Just saw this post on LibrarianInBlack about the UC-Berkeley iTunes U project. Someone mentioned this in a podcasting conversation in the past week or so and I completely forgot to look at it. Berkeley is definitely taking a more open approach to making course content available through iTunes than most schools. A few allow open access to certain courses, like the Purdue BoilerCast project, but nothing on this scale. I doubt that many will follow the lead but it is very cool that one of our major universities is taking that route.

Teaching Online

Sorry for the lack of blogging this past week. As I mentioned in the last post I'm teaching an online class this summer so been spending most of my non-reference desk time working on developing the class. And doing the podcast.

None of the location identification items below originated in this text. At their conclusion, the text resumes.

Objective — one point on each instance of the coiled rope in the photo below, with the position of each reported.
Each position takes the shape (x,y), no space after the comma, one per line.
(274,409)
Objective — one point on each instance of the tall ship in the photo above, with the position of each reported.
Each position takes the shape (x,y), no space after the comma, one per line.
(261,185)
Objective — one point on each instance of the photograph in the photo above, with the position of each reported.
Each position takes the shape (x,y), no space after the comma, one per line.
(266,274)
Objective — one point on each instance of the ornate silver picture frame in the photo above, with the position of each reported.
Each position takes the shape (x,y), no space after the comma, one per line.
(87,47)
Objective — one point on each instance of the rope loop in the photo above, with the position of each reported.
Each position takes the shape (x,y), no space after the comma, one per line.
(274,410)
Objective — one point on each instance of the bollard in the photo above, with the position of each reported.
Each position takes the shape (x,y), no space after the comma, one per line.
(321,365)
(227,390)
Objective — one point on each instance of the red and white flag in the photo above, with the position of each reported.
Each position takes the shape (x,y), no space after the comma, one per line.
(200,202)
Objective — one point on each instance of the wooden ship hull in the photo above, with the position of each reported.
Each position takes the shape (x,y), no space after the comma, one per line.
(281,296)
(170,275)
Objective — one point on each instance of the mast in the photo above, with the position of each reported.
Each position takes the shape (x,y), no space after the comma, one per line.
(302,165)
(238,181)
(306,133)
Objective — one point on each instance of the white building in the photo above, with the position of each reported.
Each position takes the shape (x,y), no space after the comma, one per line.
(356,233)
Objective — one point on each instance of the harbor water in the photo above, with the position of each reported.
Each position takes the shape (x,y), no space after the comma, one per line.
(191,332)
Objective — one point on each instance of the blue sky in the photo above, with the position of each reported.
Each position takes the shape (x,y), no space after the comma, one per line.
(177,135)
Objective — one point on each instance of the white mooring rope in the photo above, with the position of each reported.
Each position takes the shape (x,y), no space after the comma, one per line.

The class is non-descriptively called ATEC 1203, for Applied Technology. It's a one credit class covering computer basics like Word and PowerPoint along with basic Internet and library research skills. Librarians often get asked to cover the Internet and library units in F2F sections on various campuses but I've never taught the whole class. Or taught online before.

Developing the content so far definitely gives me more respect from instructors who teach distance or online classes. The course is relatively simple: there's a book developed by a local committee that all sections use so the material is all right there. But even just getting the basics organized in WebCT Vista is very time consuming. Not to mention working on getting the content that would be delivered in a classroom lecture together and translated into an online learning experience.

I've got the basic content pretty much done so now just a matter of making it a little richer and finishing some of the assignments. But a lot of that I'm going to do on the fly during the semester.

Anyone out there who has done some online teaching have any advice or tips?